Edito du JDS n° 207
Deux générations
D'autres cherchent malgré tout des lieux où parler, trouver des informations, rencontrer des personnes avec qui partager leur vécu. Parfois aussi des lieux où se battre contre une maladie dont ils ne connaissent pas le développement à moyen terme. Les associations traditionnelles de lutte contre le sida ne leur conviennent souvent pas.
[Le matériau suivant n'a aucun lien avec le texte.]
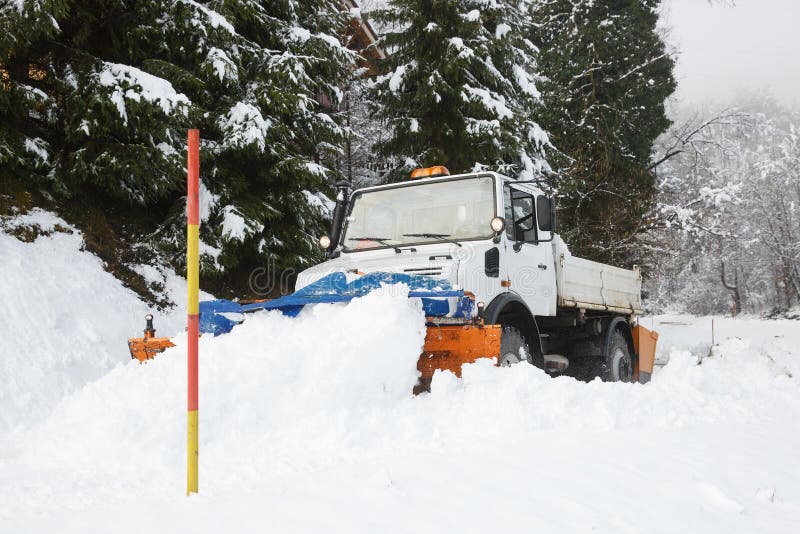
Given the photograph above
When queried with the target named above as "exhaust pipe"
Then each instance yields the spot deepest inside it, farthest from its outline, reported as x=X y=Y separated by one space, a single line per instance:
x=339 y=212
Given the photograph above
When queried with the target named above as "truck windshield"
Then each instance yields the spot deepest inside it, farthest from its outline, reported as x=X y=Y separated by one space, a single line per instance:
x=451 y=210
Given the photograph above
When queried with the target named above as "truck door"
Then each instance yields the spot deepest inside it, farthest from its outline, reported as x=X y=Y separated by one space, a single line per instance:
x=529 y=266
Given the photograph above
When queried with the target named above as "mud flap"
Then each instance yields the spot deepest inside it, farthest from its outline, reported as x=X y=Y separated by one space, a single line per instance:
x=644 y=344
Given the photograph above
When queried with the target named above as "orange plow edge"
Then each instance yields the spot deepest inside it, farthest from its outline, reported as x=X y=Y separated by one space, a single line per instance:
x=447 y=347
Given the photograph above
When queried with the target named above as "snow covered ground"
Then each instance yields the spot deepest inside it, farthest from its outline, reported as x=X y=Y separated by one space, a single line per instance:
x=308 y=424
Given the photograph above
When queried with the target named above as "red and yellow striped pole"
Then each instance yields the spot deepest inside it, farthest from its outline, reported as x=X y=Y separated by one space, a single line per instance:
x=192 y=285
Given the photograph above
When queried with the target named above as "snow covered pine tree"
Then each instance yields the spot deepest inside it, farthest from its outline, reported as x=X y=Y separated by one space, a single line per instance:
x=96 y=98
x=607 y=74
x=458 y=88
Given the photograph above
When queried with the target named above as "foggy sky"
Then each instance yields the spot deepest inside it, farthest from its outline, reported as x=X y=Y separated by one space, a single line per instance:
x=754 y=46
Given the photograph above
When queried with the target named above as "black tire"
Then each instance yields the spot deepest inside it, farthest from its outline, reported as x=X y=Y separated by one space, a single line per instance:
x=618 y=360
x=513 y=347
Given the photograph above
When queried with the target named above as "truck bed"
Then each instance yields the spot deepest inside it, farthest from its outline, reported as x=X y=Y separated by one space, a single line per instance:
x=595 y=286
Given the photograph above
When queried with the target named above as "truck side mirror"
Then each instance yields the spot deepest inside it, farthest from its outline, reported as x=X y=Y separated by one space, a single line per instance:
x=546 y=213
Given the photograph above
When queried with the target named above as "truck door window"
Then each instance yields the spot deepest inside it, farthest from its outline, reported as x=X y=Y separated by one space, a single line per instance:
x=520 y=215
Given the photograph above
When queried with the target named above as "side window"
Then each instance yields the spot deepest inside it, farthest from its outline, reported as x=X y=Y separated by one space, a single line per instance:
x=520 y=215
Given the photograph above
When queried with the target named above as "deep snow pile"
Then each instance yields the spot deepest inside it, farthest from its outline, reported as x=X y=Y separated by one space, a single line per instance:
x=64 y=321
x=308 y=424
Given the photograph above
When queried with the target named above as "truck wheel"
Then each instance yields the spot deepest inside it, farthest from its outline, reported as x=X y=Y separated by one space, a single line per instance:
x=618 y=364
x=513 y=348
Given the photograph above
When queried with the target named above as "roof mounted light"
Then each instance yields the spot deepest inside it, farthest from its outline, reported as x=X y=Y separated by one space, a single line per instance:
x=430 y=172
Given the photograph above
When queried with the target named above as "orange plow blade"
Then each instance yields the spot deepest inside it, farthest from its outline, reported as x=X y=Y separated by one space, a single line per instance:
x=146 y=348
x=448 y=347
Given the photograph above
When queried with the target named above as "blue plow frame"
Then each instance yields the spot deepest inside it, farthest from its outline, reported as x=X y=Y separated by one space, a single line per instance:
x=434 y=293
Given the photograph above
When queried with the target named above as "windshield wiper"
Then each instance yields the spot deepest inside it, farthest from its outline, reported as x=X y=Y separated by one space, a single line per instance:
x=381 y=240
x=441 y=237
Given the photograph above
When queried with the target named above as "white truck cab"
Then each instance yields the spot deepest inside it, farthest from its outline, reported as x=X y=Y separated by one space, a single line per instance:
x=495 y=237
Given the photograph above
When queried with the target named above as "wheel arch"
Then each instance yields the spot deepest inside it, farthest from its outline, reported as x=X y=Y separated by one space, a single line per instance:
x=509 y=304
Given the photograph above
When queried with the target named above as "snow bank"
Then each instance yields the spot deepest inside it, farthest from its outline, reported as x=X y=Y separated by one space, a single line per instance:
x=64 y=321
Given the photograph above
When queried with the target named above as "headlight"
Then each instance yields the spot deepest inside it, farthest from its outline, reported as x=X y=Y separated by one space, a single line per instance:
x=498 y=224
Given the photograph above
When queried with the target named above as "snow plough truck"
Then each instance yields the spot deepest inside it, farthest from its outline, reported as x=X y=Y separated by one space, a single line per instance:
x=481 y=252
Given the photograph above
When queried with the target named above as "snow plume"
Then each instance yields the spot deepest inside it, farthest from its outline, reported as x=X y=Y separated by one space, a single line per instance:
x=130 y=83
x=244 y=125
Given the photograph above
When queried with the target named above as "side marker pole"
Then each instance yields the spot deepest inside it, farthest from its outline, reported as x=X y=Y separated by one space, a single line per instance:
x=193 y=319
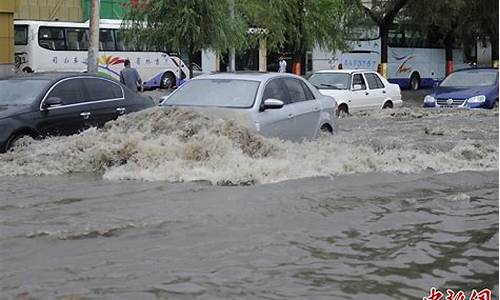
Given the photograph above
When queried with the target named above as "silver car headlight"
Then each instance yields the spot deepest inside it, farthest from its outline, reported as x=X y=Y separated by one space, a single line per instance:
x=477 y=99
x=429 y=99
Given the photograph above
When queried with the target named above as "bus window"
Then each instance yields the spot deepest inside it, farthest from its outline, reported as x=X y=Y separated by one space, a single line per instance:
x=106 y=40
x=51 y=38
x=122 y=44
x=77 y=39
x=21 y=35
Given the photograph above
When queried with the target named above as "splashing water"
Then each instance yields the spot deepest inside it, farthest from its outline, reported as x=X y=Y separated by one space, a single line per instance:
x=183 y=145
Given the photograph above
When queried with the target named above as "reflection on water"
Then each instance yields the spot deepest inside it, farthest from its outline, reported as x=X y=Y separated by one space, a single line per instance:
x=373 y=236
x=406 y=200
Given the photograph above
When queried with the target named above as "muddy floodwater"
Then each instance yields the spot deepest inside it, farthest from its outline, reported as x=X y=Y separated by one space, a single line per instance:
x=170 y=204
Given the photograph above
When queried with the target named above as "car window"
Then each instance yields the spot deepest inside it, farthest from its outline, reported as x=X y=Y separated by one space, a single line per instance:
x=215 y=92
x=374 y=81
x=358 y=79
x=295 y=90
x=307 y=91
x=70 y=91
x=102 y=89
x=274 y=90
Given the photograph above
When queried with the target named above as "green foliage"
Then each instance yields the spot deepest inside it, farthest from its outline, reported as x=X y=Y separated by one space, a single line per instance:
x=462 y=21
x=193 y=25
x=189 y=25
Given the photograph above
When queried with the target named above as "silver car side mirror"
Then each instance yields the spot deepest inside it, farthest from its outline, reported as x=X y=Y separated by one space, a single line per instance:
x=52 y=101
x=273 y=104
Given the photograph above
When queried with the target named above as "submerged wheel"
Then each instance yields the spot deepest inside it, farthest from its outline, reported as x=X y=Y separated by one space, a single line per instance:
x=11 y=143
x=167 y=81
x=342 y=111
x=326 y=128
x=388 y=104
x=415 y=82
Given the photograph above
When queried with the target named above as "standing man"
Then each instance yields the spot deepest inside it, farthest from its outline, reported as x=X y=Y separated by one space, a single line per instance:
x=282 y=68
x=130 y=77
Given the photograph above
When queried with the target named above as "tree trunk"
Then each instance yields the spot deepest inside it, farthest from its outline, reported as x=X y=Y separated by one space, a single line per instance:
x=494 y=50
x=93 y=51
x=384 y=36
x=448 y=49
x=190 y=63
x=297 y=63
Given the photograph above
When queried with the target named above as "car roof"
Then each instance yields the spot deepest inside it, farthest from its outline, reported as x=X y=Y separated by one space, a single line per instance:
x=345 y=71
x=476 y=69
x=256 y=76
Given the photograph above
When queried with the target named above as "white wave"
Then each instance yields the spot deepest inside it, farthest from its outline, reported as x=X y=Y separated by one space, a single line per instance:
x=182 y=145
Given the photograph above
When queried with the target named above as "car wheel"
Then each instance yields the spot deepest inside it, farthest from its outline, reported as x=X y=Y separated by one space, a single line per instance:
x=388 y=104
x=12 y=142
x=342 y=111
x=326 y=129
x=415 y=82
x=167 y=81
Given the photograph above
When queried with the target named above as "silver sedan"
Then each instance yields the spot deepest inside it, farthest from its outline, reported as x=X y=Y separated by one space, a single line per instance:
x=273 y=104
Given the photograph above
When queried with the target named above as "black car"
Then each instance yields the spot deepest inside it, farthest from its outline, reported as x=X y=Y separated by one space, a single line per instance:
x=61 y=104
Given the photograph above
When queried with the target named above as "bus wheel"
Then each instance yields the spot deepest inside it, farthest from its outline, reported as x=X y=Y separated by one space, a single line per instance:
x=167 y=81
x=415 y=82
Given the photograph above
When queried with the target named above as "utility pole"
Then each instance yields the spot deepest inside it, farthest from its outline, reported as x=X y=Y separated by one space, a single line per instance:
x=232 y=52
x=94 y=36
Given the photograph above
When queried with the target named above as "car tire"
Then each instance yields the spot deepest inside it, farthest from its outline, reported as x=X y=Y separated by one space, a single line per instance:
x=11 y=142
x=326 y=128
x=388 y=104
x=342 y=111
x=167 y=81
x=415 y=82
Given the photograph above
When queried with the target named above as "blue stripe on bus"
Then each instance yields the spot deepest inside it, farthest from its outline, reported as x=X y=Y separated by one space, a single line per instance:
x=154 y=82
x=404 y=83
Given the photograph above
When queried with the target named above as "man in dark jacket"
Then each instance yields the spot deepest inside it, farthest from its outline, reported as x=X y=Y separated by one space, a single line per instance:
x=130 y=77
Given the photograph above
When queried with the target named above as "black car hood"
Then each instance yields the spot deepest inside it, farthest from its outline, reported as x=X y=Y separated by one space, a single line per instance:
x=7 y=111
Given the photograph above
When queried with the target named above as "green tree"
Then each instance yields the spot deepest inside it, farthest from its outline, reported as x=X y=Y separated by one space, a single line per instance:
x=383 y=13
x=444 y=17
x=458 y=22
x=323 y=23
x=185 y=25
x=482 y=23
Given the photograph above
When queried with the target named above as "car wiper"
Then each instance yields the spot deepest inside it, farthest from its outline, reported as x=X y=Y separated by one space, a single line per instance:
x=329 y=85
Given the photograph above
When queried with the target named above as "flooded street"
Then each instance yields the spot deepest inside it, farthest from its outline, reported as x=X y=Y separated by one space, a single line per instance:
x=176 y=205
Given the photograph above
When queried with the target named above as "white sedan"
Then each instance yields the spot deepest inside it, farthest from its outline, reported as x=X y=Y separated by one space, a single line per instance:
x=356 y=90
x=273 y=104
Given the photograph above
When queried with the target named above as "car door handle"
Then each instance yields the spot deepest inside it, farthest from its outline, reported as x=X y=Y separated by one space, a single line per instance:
x=85 y=115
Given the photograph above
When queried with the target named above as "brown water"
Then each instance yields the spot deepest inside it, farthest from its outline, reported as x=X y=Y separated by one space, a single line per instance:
x=395 y=203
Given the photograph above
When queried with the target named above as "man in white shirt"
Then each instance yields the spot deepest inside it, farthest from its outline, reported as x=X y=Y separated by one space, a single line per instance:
x=282 y=68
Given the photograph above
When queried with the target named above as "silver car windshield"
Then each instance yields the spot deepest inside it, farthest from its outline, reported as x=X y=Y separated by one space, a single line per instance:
x=470 y=78
x=21 y=92
x=234 y=93
x=330 y=81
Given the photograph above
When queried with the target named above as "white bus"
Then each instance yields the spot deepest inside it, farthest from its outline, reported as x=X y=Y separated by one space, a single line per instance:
x=415 y=59
x=62 y=46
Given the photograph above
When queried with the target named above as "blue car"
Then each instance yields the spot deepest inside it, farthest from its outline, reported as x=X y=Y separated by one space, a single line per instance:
x=467 y=88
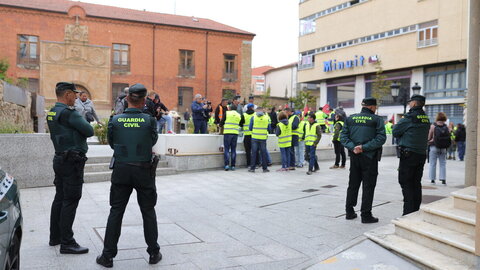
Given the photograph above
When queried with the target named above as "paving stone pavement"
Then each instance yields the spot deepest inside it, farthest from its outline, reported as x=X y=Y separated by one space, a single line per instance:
x=225 y=220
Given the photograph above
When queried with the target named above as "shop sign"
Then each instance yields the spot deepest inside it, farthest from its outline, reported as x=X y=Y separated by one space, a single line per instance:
x=358 y=61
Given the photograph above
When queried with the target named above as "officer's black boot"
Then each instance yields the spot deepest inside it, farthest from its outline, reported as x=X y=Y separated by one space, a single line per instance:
x=73 y=249
x=368 y=218
x=351 y=214
x=104 y=261
x=155 y=258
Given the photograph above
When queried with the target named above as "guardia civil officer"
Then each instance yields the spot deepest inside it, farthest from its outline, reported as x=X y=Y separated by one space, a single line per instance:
x=412 y=133
x=363 y=135
x=132 y=135
x=68 y=132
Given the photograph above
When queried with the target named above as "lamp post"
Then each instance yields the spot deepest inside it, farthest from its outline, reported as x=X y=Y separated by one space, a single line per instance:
x=403 y=94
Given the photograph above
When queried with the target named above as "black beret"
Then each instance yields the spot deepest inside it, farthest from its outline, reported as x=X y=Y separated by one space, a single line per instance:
x=137 y=90
x=369 y=101
x=63 y=86
x=418 y=98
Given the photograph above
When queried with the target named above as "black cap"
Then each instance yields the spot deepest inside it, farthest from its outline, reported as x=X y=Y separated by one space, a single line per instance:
x=63 y=86
x=417 y=97
x=369 y=101
x=137 y=90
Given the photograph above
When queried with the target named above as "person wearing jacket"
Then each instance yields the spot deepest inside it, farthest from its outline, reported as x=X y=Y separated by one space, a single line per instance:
x=436 y=153
x=220 y=113
x=231 y=125
x=313 y=134
x=337 y=145
x=200 y=113
x=260 y=127
x=284 y=134
x=460 y=137
x=162 y=115
x=412 y=133
x=294 y=121
x=247 y=134
x=363 y=134
x=85 y=107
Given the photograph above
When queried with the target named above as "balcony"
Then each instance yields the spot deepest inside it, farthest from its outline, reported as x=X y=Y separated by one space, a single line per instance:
x=184 y=71
x=427 y=43
x=230 y=76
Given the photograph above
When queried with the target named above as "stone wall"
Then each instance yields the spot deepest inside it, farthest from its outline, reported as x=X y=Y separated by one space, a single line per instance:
x=18 y=115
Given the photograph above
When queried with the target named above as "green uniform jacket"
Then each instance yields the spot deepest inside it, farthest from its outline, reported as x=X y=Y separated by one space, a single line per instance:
x=365 y=129
x=68 y=129
x=412 y=131
x=132 y=135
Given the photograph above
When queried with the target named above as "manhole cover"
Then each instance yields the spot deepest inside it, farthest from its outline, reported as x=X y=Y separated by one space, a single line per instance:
x=310 y=190
x=431 y=198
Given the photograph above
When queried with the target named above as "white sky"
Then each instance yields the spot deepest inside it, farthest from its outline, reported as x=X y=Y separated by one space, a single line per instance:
x=275 y=22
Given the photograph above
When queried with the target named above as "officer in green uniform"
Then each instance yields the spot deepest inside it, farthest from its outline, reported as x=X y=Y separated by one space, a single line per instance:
x=68 y=132
x=132 y=135
x=363 y=134
x=412 y=133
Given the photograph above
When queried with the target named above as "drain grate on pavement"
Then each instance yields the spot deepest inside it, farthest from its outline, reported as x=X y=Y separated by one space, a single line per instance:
x=431 y=198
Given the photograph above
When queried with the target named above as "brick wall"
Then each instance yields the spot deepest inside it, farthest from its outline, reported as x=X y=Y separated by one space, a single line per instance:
x=146 y=62
x=12 y=114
Plusieurs des jeunes gays rencontrés à l'occasion du dossier expliquent que le discours de ces structures leur paraît éloigné de leurs préoccupations, de leur vécu de la maladie. Que ces associations où ils risquent de croiser les « anciens » les angoissent au plus haut point. Qu'ils ont besoin d'un miroir moins tragique que celui tendu par les gays contaminés avant l'arrivée des trithérapies, pour construire leur propre expérience de l'infection. Que l'histoire des « anciens » les culpabilise et que cette hiérarchisation des souffrances ne laisse pas de place à l'expression de leurs angoisses. Ils s'excusent de formuler les choses si brutalement, d'avoir l'air de rejeter une histoire dont ils se savent redevables, mais bredouillent que c'est comme ça qu'ils vivent les choses. Sans doute ce conflit générationnel est-il inévitable. Mais on peut regretter que les vieilles associations aient failli à faire de l'espace en leur sein à ces jeunes gays, à leur langage, à leur culture, à leurs préoccupations. À trouver un discours ni dramatisant, ni banalisant, audible par cette génération qui vit différemment avec le VIH. Cela aurait peut-être ouvert la voie au dialogue et permis à certains jeunes gays de se sentir moins paumés, moins isolés. Mais il est encore temps d'essayer de faire connaissance.